Far from their villages, living in relief camps is a struggle for people from both communities. Cold has started to take its toll. Of the eight relief camps that HT visited, one death from the Rengmas and two from the Karbi side were reported. There has been an outbreak of measles in Borpathar camp, where at least 10 children have been infected. “Medical help is being provided by the administration, but it isn’t enough for the hundreds living here,” said Kanti Rengma, who is part of the committee.
While the lower reaches have seen some help, camps in remote areas like Koilamati and Bensing have received a token amounts as relief from the administration.
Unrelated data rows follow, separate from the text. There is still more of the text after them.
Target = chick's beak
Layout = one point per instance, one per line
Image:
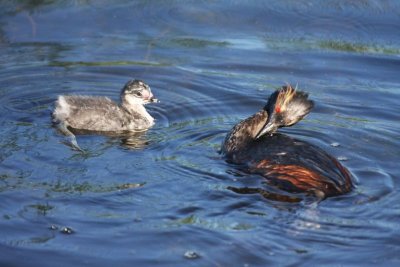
(152, 99)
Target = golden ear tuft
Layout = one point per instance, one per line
(285, 95)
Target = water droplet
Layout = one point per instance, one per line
(191, 255)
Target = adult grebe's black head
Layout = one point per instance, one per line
(136, 92)
(285, 107)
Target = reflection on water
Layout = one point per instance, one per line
(160, 197)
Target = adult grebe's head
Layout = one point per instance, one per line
(285, 107)
(136, 92)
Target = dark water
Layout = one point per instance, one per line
(161, 198)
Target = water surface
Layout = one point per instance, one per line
(161, 198)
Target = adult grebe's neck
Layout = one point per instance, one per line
(243, 133)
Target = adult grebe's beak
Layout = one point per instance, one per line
(269, 128)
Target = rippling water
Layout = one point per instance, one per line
(161, 198)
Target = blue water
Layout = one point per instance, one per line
(161, 198)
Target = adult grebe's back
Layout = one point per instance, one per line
(289, 164)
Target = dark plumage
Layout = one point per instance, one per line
(289, 164)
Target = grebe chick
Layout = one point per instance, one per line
(290, 165)
(101, 114)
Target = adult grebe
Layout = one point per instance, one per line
(286, 163)
(101, 115)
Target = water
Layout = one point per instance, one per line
(161, 198)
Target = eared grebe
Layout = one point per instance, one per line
(82, 114)
(288, 164)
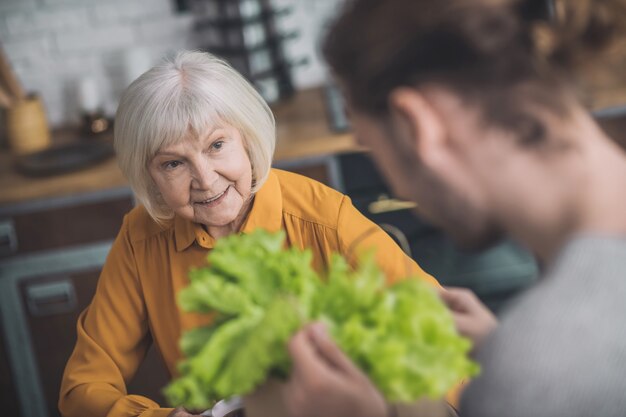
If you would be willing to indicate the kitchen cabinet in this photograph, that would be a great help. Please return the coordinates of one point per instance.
(52, 253)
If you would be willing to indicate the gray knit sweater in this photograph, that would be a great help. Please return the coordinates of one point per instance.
(560, 349)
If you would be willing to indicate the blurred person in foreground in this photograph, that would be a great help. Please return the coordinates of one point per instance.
(470, 108)
(195, 141)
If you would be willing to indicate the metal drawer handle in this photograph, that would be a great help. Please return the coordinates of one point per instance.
(8, 238)
(51, 298)
(385, 204)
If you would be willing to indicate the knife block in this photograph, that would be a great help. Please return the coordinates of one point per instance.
(27, 126)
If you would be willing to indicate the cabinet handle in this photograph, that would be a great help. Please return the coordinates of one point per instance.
(8, 238)
(385, 204)
(51, 298)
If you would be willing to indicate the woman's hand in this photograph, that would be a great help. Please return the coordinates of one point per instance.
(472, 318)
(325, 382)
(181, 412)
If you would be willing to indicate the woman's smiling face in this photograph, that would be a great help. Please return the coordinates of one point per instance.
(206, 179)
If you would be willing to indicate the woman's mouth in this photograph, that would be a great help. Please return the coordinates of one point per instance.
(214, 201)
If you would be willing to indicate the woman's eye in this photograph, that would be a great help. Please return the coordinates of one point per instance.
(171, 164)
(217, 145)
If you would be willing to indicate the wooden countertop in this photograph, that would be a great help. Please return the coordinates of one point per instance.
(302, 129)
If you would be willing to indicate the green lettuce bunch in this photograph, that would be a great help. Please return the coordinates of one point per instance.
(402, 336)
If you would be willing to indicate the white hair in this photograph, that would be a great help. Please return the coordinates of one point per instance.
(182, 96)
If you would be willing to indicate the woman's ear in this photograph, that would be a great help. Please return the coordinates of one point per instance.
(416, 124)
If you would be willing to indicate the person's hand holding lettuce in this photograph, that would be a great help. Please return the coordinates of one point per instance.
(402, 336)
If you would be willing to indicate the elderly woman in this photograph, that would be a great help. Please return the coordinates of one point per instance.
(195, 141)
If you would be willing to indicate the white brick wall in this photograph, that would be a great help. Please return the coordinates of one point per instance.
(52, 44)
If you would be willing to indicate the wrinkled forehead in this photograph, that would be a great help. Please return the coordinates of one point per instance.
(195, 124)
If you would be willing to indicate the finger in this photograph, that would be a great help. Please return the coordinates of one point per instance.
(329, 350)
(460, 299)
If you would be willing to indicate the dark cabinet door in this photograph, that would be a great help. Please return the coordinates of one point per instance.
(35, 227)
(8, 396)
(41, 297)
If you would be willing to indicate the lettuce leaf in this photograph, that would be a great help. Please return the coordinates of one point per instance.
(261, 293)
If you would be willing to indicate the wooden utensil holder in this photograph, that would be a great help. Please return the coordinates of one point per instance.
(27, 126)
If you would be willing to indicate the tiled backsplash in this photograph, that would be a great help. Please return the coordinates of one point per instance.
(54, 44)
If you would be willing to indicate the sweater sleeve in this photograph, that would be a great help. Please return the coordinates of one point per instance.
(357, 234)
(112, 340)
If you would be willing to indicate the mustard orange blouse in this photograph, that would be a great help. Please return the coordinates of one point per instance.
(135, 301)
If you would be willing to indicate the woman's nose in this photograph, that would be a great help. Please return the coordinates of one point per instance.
(204, 176)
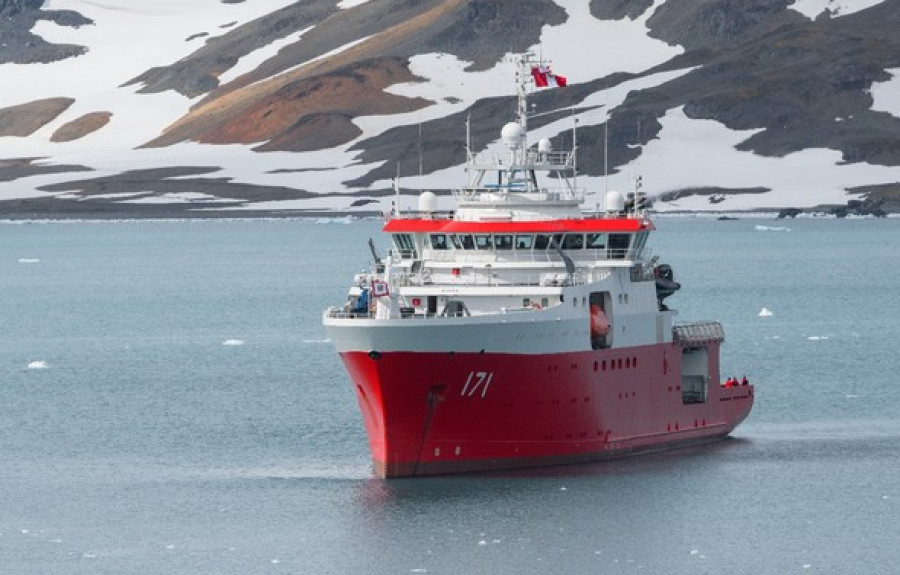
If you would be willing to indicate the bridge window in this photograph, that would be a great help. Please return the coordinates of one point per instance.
(503, 242)
(596, 241)
(640, 240)
(405, 245)
(618, 245)
(439, 242)
(483, 241)
(524, 242)
(573, 242)
(544, 241)
(464, 241)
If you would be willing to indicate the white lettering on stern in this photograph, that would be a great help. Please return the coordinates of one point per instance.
(477, 380)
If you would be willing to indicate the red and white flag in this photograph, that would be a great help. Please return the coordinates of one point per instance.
(379, 288)
(544, 78)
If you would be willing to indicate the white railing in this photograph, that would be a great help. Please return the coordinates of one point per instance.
(698, 332)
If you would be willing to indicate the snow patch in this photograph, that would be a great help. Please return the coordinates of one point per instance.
(886, 95)
(345, 4)
(813, 8)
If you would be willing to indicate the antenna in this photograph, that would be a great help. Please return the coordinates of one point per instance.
(397, 191)
(420, 156)
(606, 150)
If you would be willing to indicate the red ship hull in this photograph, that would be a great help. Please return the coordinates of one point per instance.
(435, 413)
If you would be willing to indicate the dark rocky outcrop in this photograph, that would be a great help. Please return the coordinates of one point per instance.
(81, 127)
(25, 119)
(21, 46)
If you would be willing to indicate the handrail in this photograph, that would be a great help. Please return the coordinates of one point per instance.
(698, 332)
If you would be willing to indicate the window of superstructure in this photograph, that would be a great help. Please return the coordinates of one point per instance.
(596, 241)
(544, 241)
(573, 242)
(439, 242)
(467, 242)
(503, 241)
(405, 245)
(483, 241)
(639, 241)
(618, 245)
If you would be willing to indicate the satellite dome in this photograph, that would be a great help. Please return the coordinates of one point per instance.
(615, 202)
(428, 202)
(512, 135)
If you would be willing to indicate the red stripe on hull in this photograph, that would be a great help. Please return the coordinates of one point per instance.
(428, 413)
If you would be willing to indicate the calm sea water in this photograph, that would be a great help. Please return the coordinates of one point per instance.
(169, 405)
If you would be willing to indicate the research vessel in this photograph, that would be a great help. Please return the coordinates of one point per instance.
(521, 330)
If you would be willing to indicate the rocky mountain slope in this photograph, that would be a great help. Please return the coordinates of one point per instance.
(316, 105)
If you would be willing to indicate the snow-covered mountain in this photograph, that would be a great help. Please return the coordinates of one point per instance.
(154, 107)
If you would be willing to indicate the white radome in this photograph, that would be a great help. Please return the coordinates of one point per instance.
(428, 202)
(513, 135)
(615, 202)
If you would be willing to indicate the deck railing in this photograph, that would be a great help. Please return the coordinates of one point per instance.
(698, 332)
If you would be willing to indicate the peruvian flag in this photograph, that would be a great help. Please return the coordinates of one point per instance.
(544, 78)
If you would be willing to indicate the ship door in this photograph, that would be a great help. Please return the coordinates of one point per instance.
(601, 328)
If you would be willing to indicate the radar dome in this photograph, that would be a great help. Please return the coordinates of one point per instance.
(428, 202)
(512, 135)
(615, 202)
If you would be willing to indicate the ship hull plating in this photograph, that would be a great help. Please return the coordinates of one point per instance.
(441, 412)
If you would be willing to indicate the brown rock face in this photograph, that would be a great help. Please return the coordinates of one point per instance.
(25, 119)
(81, 127)
(304, 114)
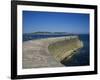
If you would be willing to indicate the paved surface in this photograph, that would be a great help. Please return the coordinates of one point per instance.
(36, 55)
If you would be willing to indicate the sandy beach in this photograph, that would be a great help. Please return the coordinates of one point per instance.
(48, 52)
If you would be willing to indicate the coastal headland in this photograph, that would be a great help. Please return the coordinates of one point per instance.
(49, 52)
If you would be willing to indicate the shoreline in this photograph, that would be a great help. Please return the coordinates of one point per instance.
(37, 54)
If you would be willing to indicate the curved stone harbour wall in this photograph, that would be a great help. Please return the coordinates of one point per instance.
(48, 52)
(65, 48)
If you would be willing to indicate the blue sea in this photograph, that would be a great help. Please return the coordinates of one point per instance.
(80, 58)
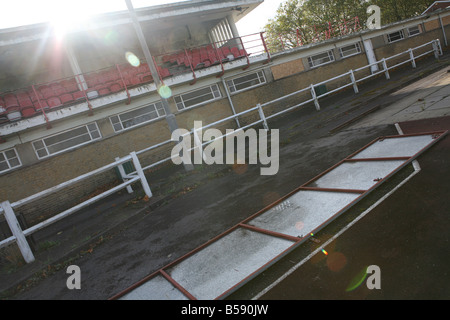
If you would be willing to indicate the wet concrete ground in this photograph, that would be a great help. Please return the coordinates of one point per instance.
(145, 237)
(407, 236)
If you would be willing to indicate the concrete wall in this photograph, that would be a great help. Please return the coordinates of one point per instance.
(286, 73)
In Bensing, a major section of the camp has been taken over by the CRPF, leaving very little room for the 243 people there. Three Chokihola relief camps, which are more accessible than others, have received just 200 blankets for 1200 camp dwellers.
“It’s better to die than live in these camps in fear,” says 90-year-old Omphu Hansepi in Sardoka Engti school camp. “Have we lived our lives just to witness these conflicts?”